This seemed like a timely meditation to post on today’s Feast of St. Jude, patron of hopeless causes. I wrote it a few months ago.
Among the causes of broken marriages are unduly high expectations about conjugal life. Once it becomes apparent that the reality is more limited and challenging than one imagined, the solution is not to think quickly and irresponsibly about separation, but to come to the sober realization that married life is a process of growth, in which each spouse is God’s means of helping the other to mature. Change, improvement, the flowering of the good qualities present in each person – all these are possible. Each marriage is a kind of “salvation history”, which from fragile beginnings – thanks to God’s gift and a creative and generous response on our part – grows over time into something precious and enduring. Might we say that the greatest mission of two people in love is to help one another become, respectively, more a man and more a woman? — Pope Francis #amorislaetitia
I have a person I know who said to me not long ago (and told me I could share the gist):
My husband and I are far from ‘there.’ We got issues and we’re incompatible in lots of ways. We didn’t know that when we married. Love was blind then. I’ve found the key to making our marriage work isn’t just seeing things for what they are, but seeing things with love. Our marriage works only because our blind love became seeing love. But if we gave up either the love or the seeing, we’d never’ve made it this long [23 years]. I totally get why people call it quits early on when reality strikes. And why wives can grow critical and hard and husbands distant and resentful. It sucks when you live like that. I totally get that. We were there for a while.
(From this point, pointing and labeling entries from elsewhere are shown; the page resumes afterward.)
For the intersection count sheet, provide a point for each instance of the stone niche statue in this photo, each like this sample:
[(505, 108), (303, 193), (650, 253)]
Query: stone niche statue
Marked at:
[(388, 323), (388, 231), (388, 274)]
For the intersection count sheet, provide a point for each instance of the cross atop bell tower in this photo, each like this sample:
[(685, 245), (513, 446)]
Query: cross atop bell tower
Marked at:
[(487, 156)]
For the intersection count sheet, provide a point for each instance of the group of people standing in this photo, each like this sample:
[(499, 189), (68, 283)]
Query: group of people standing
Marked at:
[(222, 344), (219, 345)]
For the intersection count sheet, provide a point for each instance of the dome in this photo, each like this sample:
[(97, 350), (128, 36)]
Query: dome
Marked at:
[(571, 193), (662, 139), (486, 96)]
Father John [their 68 year old pastor] said it this way to us when we went for help: ‘Jesus didn’t call you to romance, he called you to Rome. To hard love. And Rome is where martyrs made an Empire Christian; martyrs are the ones who changed a whole civilization with their sacrificial love. One man, one woman, one marriage at a time. Marriage isn’t about cheap grace. It’s a diamond and diamonds are made under great pressure.’ I love that image.
Best part is that once we accepted that kind of love as the real point, as the real glue, romance became possible again because then you get a safe zone and can have something like an enchanted way of seeing your husband; or of him seeing me; and you can then see good where you saw none. You can love the stuff you don’t like or see the good that’s there. Or not! But it’s okay. As long as we’re both trying. Fr. John said a cool thing and my husband and I pray it all the time: ‘Ask God to let you see each other like He sees you.’ When I pray for that, I feel God say: ‘Get real. You didn’t marry an angel.’ And look I’m no saint! And God loves me like He’s crazy. Hey, if it works for God, it works for me, right?